In college I took a weekend course in television production at WRAL-TV in Raleigh and would often peek behind the curtain at the studio set where Bob Caudle, the voice of Mid-Atlantic Championship Wrestling, would call out, “Hello wrestling fans…” I remember waving at that grainy old black-and-white TV screen when Caudle made his trademark sign-off line, “That’ll do it for this week. We’ll see you next week, and until then, so long for now.”
No, I never lost respect for wrestling’s “showmanship”. From O’Dell waving that wooden cane to Ric Flair hollering out a ‘Wooo”, there was always something about these guys because they knew how to rile a crowd. Even if you had a favorite wrestler, you sometimes cheered for his opponent before realizing you were just caught up in the razzle-dazzle.
So when I heard Thursday about the passing of Virgil Runnels, Jr. – better known as Dusty Rhodes – I think a little bit of me went to heaven with him. As Flair once told me in an interview back in Wilmington, “That’s because Dusty was so (doggone) good at what he was doing.”
He was loud, he was big and, boy, was he funny. Real funny. As he said himself in probably his most famous promotion: the “Hard Times” promo in 1985 in that lispy Southern accent, “I’m jutht a plumberth thon!” and “Whithkey bent and glory bound!” “That’th five-hundred and sixthty poundth, if you know what I’m thayin’.”
Physically, he looked and sounded like a bus driver or like those old gym teachers back at C.G. White. He knew how to play off of the glamour and prestige of a young Ric Flair or the other guys from Mid-Atlantic in the embryo days of WWF (nee WWE).

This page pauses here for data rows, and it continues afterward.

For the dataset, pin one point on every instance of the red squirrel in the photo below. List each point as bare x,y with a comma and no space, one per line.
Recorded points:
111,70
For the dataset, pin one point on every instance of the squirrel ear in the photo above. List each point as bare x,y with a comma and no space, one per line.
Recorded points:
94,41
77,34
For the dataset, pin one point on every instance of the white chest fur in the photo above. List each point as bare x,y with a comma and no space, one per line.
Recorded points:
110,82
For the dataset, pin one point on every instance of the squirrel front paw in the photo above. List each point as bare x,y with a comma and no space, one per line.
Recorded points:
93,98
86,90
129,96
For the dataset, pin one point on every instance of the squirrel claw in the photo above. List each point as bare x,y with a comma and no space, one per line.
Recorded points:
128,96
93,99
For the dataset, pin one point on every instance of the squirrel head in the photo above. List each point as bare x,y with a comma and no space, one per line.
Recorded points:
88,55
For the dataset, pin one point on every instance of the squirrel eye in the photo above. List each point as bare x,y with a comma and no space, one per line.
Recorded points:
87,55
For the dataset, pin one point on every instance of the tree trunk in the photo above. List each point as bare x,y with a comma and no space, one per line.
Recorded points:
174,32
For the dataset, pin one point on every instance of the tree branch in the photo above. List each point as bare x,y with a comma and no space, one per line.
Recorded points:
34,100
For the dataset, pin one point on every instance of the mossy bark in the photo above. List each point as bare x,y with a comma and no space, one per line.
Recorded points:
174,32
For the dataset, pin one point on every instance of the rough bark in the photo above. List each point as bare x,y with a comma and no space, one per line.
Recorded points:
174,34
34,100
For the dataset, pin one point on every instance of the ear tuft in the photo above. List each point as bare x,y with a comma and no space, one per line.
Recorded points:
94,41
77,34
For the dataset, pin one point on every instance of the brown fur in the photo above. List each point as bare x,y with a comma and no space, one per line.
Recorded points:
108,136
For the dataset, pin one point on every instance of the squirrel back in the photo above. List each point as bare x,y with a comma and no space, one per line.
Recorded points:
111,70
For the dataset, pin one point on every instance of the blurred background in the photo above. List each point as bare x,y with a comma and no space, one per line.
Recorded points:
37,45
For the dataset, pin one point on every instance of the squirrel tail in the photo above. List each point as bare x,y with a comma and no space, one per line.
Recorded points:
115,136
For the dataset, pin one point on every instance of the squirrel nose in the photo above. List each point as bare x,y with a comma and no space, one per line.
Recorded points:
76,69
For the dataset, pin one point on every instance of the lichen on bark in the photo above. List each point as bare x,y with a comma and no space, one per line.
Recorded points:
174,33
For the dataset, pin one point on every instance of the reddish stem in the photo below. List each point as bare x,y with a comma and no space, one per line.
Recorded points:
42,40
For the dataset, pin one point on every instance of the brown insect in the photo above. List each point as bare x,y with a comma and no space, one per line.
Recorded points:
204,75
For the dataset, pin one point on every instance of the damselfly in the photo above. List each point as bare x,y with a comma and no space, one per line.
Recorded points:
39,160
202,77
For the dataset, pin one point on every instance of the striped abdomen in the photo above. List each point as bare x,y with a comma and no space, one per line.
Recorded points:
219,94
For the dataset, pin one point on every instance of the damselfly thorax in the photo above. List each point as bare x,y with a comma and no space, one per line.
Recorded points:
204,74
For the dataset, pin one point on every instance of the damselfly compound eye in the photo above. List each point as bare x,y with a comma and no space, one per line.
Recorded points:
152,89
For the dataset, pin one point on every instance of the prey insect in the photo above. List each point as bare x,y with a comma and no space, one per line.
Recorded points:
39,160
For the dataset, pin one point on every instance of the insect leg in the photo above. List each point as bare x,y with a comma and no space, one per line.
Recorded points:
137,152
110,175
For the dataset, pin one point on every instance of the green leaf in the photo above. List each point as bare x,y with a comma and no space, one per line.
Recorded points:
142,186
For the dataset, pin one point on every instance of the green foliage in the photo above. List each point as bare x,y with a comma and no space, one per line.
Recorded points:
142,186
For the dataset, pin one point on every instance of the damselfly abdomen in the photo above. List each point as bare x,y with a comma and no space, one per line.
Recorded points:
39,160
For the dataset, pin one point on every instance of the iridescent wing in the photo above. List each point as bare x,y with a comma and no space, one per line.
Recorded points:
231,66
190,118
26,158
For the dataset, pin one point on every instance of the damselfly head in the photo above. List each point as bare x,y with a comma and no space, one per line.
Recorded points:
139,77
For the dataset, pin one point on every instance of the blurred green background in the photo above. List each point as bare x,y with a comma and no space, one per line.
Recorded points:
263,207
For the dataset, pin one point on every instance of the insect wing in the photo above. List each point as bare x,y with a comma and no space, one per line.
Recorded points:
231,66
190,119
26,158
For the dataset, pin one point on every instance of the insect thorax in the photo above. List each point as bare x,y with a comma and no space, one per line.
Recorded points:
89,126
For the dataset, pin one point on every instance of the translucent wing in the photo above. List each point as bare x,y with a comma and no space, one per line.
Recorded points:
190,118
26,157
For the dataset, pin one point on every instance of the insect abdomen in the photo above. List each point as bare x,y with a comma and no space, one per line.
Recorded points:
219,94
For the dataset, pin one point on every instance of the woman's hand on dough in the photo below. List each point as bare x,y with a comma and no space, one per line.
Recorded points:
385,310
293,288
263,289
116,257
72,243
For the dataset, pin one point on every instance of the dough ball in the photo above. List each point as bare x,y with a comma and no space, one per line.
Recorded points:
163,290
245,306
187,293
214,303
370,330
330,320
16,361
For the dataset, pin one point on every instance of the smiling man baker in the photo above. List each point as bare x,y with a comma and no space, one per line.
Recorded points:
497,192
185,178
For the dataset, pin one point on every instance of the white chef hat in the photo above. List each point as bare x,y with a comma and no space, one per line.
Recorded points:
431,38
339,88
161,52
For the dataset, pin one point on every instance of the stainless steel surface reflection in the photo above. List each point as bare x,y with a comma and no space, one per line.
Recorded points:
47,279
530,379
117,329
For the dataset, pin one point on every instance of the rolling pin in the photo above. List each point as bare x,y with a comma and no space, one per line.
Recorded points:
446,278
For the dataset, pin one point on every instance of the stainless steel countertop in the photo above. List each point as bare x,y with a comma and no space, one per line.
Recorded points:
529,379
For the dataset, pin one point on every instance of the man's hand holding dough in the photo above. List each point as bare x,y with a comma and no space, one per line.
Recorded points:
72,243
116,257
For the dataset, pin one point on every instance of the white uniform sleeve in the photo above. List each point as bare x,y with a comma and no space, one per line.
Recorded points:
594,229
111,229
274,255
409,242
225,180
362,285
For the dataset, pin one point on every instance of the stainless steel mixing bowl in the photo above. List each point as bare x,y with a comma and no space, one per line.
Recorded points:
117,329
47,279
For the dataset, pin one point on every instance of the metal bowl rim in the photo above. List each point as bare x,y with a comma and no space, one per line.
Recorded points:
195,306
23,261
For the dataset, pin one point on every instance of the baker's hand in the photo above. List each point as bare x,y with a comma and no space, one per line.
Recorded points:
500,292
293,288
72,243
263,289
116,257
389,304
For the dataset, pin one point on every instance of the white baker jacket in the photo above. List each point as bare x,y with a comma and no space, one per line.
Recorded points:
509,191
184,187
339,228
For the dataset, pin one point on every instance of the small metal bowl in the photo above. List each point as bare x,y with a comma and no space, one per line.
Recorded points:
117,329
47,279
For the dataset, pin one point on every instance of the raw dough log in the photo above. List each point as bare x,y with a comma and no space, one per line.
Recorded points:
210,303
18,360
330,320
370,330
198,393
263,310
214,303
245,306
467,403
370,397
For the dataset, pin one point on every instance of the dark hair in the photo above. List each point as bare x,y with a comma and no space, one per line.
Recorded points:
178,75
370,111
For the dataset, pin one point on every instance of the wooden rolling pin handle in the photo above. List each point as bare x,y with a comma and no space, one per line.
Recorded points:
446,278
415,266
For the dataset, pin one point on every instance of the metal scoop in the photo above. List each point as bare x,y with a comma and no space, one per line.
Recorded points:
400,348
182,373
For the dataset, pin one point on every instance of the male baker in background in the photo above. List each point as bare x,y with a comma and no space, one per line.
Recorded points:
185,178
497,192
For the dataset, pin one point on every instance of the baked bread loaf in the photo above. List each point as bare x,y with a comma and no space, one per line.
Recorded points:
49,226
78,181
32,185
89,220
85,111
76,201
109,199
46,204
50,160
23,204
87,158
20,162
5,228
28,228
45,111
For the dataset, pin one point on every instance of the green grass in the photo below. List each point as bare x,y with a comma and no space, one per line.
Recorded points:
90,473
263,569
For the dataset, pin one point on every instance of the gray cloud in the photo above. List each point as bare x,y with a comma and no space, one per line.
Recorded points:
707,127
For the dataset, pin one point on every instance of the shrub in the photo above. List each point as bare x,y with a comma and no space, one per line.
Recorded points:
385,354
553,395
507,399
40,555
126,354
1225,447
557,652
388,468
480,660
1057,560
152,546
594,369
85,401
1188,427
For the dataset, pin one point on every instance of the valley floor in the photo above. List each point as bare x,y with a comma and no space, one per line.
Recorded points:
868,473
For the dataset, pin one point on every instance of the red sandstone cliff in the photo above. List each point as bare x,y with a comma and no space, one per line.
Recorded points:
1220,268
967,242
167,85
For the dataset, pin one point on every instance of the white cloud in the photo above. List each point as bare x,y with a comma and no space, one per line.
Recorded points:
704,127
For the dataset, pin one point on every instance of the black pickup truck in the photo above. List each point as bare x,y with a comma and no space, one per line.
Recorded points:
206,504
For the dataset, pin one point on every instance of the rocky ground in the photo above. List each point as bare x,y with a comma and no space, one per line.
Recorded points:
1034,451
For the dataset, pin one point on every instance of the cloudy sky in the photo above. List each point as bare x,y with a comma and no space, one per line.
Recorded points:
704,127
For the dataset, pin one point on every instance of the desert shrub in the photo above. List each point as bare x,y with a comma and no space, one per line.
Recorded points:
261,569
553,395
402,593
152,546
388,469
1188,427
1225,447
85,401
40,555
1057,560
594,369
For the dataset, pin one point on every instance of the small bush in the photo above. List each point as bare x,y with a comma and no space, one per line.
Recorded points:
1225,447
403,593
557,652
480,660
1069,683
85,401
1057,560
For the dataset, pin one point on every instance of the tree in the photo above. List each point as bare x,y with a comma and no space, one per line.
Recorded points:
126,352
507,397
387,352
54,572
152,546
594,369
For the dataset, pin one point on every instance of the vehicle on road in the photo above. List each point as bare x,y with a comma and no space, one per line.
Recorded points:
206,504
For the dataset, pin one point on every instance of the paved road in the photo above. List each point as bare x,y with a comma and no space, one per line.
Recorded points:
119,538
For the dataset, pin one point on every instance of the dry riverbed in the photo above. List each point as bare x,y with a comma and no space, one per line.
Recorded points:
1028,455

In a business as derivative as pro wrestling, Dusty’s success as a sort of an “everyman” will likely never be repeated.
When Rhodes aged out of the business of throwing his body around every night in places from arenas to cow palaces to high school gyms, he never lost a love for this sport. He loved to work with young talent because he loved to preach about the business. The man genuinely loved pro wrestling, both for its showmanship, and how it actually later became a business model for building a character, drawing a crowd and working a house.
Wrestling is really built by hardship. As Hulk said, “Ya gotta have lived it, brother!”
I’ll always remember those ‘shout-outs’ to Flair: “Hard times are when the textile workers around this country are out of work, they got 4 or 5 kids and can’t pay their wages, can’t buy their food. Hard times are when the auto workers are out of work and they tell ‘em to go home. Hard times are when a man has worked at a job for thirty years, thirty years, and they give him a watch, kick him in the butt and say ‘hey a computer took your place, daddy’, that’s hard times! … And I admit, I don’t look like the athlete’s supposed to look; my belly’s just a lil’ big, my heiny’s a lil’ big, but brother, I am bad. And they know I am baaaad.”
Thanks, Dusty, for the show and the memories. There’ll never be another one like it.